KnitMesh Technologies is working with the University of Liverpool Department of Engineering to develop a design tool that will model the performance of knitted mesh components.

Typical Analysis of a Knitted Mesh Product

Knitted mesh products are complex in structure and performance influenced by controllable and uncontrollable factors. The combination of factors with different design variables increase the complexity of product performance, the design tool will model the performance based on the maximum load a given part would withstand.

The component to the right is a typical mesh ring used as a gasket or sealing element in an assembly. The part is subjected to compressive force in application, so the maximum load capacity defines product performance. The maximum load capacity is determined by compression loading at various load limits.

  • The mesh ring is subjected to compressive loading. (Rig shown on left)
  • The Load-Deformation data is recorded and exported for data analysis
  • The fundamental principle of conservation energy is employed for understanding the load carrying capacity
  • The energies obtained for different load limits are plotted to identify maximum load capacity which are termed as “Breakeven Loads”

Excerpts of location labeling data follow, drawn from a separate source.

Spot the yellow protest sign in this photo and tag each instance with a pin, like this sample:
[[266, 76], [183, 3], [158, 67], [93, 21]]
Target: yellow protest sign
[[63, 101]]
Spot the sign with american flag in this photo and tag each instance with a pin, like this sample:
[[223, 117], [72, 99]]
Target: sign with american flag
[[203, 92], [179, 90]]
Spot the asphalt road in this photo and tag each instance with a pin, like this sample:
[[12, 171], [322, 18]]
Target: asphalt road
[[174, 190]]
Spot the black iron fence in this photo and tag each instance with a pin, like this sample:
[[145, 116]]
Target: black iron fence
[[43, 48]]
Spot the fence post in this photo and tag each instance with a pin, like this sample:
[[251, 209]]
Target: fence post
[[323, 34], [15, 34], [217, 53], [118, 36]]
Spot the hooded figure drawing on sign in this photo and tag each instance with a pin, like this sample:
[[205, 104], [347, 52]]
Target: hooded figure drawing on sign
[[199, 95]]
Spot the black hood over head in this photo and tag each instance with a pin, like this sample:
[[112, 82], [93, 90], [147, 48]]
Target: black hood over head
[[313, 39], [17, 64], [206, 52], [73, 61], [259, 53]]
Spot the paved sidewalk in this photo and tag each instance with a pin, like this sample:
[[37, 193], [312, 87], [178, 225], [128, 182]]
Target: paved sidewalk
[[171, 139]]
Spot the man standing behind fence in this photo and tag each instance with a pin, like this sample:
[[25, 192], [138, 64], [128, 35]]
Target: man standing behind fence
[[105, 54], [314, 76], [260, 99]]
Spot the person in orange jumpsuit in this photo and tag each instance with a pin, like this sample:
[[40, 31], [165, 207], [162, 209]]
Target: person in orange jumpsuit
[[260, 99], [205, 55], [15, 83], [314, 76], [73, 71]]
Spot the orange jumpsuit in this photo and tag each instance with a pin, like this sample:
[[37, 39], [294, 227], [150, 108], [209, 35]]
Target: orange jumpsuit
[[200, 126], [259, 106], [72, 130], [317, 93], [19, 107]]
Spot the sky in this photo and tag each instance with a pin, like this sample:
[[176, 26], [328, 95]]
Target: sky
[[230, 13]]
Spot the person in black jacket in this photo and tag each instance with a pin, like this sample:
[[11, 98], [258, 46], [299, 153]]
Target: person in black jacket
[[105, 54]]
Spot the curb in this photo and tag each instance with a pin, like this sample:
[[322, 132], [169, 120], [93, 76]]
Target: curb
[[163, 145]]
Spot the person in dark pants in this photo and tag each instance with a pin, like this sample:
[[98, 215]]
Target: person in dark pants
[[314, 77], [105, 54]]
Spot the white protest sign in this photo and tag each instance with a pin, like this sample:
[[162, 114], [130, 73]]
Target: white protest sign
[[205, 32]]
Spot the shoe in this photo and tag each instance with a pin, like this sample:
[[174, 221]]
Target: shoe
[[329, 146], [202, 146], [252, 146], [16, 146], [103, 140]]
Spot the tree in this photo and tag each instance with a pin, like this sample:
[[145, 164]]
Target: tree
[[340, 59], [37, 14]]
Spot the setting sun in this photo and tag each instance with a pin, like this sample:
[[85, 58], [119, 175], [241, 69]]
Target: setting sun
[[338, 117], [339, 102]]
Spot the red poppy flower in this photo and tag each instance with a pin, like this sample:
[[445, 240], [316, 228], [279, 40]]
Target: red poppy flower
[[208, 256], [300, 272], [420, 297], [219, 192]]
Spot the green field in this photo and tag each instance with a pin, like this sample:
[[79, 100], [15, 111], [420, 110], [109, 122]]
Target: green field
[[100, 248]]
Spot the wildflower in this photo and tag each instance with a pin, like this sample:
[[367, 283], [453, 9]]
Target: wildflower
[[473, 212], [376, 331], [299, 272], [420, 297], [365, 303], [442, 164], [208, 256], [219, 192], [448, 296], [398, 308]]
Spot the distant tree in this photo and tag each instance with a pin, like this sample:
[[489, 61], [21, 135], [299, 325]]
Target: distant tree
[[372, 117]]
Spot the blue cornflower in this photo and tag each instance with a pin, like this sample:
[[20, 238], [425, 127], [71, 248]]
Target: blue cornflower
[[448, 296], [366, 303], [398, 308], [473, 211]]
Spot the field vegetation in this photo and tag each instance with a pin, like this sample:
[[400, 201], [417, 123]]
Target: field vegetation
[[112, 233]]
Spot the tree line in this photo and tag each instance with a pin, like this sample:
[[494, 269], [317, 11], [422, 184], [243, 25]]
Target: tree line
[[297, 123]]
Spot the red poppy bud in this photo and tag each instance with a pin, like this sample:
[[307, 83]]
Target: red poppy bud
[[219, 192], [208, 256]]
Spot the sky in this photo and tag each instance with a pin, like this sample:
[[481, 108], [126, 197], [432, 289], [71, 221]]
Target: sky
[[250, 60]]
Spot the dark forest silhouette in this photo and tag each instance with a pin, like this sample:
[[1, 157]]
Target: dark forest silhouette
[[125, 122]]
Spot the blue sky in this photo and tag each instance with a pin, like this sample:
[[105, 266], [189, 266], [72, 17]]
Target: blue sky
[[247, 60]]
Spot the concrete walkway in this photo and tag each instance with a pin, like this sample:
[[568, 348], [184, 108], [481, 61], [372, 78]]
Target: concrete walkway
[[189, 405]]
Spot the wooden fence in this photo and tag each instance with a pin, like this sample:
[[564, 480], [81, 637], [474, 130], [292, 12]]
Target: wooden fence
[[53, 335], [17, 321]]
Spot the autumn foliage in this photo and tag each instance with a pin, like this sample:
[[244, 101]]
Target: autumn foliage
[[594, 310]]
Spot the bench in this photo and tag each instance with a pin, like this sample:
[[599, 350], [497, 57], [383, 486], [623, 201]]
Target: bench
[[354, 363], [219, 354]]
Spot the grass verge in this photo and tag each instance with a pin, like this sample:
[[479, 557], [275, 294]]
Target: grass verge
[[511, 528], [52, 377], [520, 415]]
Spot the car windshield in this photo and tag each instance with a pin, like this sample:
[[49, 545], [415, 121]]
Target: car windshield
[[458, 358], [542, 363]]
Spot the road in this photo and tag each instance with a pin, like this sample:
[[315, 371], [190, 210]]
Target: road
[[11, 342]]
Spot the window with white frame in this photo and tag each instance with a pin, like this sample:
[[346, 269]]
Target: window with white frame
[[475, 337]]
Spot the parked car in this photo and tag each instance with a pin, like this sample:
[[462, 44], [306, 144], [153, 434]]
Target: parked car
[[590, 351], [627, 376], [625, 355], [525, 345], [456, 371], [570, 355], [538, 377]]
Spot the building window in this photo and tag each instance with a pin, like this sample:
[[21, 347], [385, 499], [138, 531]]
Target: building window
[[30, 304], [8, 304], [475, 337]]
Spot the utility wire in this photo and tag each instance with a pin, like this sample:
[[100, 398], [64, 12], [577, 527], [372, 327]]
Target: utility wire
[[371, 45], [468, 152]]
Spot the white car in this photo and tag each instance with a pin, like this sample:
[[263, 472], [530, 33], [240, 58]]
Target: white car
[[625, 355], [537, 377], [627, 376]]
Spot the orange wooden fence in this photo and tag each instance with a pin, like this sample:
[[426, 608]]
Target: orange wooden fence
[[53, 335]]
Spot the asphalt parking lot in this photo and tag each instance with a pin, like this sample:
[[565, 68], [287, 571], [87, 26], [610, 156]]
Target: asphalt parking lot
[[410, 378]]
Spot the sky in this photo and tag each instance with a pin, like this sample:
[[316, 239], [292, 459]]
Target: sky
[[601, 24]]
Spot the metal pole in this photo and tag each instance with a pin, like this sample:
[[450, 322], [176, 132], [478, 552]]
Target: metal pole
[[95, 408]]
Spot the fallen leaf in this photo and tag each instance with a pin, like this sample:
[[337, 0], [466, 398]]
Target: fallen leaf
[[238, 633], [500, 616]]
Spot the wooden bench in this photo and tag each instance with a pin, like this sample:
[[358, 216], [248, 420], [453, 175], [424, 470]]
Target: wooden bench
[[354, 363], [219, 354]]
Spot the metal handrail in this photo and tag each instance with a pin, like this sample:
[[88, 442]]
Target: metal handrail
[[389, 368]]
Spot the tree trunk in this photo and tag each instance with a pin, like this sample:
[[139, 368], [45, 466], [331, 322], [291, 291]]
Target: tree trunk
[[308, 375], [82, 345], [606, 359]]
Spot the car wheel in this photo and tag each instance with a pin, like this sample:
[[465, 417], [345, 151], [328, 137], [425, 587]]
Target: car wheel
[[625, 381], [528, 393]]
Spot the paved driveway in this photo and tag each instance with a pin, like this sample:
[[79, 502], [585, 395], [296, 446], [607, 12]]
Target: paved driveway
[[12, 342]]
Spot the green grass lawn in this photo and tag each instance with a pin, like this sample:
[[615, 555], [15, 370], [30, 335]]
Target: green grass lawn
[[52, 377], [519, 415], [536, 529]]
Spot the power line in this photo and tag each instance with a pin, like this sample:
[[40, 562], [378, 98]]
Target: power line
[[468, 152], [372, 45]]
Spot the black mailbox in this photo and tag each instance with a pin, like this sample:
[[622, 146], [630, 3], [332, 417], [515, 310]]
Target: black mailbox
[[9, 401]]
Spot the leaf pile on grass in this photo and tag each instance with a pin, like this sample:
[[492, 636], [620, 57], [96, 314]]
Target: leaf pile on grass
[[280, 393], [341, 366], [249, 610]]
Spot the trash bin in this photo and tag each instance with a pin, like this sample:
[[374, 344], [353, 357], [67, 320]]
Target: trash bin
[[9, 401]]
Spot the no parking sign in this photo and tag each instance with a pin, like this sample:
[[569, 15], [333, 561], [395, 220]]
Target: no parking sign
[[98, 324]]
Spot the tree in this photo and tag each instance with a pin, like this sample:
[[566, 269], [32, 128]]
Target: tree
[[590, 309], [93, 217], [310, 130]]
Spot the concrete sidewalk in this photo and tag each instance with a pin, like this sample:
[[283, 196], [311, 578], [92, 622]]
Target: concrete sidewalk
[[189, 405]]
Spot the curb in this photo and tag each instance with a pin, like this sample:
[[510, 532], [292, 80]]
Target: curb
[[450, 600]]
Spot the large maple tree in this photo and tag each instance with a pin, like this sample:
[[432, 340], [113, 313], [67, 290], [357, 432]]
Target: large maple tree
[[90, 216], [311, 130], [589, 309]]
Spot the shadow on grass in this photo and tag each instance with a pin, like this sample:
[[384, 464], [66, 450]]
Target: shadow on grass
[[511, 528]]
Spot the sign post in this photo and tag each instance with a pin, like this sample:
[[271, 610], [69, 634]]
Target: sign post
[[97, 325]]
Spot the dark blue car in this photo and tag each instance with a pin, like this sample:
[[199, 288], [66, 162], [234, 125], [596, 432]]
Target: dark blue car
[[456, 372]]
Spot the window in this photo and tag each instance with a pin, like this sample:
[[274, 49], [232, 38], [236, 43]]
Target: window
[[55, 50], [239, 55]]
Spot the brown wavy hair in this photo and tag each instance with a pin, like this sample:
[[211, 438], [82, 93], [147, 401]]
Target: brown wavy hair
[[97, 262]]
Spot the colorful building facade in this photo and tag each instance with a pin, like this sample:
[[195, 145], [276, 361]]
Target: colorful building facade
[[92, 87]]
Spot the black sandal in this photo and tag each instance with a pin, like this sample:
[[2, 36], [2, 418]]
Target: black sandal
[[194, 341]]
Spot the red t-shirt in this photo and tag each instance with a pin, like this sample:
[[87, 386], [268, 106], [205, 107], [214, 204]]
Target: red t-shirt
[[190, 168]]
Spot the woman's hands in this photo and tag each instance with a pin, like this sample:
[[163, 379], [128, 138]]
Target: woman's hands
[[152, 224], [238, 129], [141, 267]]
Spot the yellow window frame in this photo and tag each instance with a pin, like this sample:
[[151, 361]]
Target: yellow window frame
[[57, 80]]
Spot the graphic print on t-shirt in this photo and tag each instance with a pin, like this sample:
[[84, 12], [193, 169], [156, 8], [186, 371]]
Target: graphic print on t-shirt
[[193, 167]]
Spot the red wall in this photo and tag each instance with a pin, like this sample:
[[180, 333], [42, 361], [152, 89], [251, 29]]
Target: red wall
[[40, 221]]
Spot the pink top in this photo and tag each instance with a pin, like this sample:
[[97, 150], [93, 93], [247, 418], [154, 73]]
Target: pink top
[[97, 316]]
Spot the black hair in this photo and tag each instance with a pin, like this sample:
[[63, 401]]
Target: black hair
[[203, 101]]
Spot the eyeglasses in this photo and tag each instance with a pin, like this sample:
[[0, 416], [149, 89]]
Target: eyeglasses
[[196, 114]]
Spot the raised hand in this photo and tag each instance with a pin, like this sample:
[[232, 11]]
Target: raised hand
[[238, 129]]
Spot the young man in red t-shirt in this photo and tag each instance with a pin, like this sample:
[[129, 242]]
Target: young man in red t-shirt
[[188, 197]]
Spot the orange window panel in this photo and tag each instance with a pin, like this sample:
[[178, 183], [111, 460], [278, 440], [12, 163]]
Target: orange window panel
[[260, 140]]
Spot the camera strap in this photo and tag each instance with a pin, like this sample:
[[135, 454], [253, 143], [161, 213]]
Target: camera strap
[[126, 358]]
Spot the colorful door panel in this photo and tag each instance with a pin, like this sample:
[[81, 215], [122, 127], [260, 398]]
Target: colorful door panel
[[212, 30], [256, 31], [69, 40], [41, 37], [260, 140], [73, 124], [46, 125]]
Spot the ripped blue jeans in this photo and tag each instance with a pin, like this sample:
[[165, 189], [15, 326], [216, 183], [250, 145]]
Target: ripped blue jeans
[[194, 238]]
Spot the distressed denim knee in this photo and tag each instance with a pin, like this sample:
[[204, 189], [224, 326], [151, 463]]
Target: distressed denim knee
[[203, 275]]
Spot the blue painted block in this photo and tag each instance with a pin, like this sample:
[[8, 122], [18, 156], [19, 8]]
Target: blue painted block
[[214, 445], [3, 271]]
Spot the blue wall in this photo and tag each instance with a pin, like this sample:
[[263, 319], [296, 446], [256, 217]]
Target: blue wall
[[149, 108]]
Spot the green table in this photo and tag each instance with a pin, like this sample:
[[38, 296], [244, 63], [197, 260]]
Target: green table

For the sample used in this test the plot of energy versus compressive load is shown on the left. The point at which the elastic and plastic compressive energies diverge is determined to be the Breakeven Load. In this particular case the breakeven load is 300N. Factors which affect breakeven load include:

  • Wire diameter
  • Component mass
  • Stitch width and height
  • Number of wires
  • Wire material
  • Crimp height

Research & Development

In an attempt to predict the performance characteristics of a compressed knitted mesh component before it is made, and hence reduce development times, KnitMesh are developing a theoretical system based on neural networking.

  • Breakeven load data is stored in a database along with the parameters which contributed to each particular test result.
  • Neural network designed to predict unknown data which can be Breakeven load, maximum deflection, wire diameter or part mass for given input
  • This output is then used to produce a prototype design

A Neural Network is a complex arrangement of interconnecting nodes where an output from one node (or nodes) triggers a response in another node (or nodes).

The network can be ‘taught’ to solve complex engineering problems where a fundamental analysis is not possible – for example in the complicated ‘random’ arrangement for knitted mesh.

Once established, the Neural Network can be used to optimise designs. For example, for a required load / deflection characteristic, a design could be selected that minimised cost or weight, or used a particular wire grade.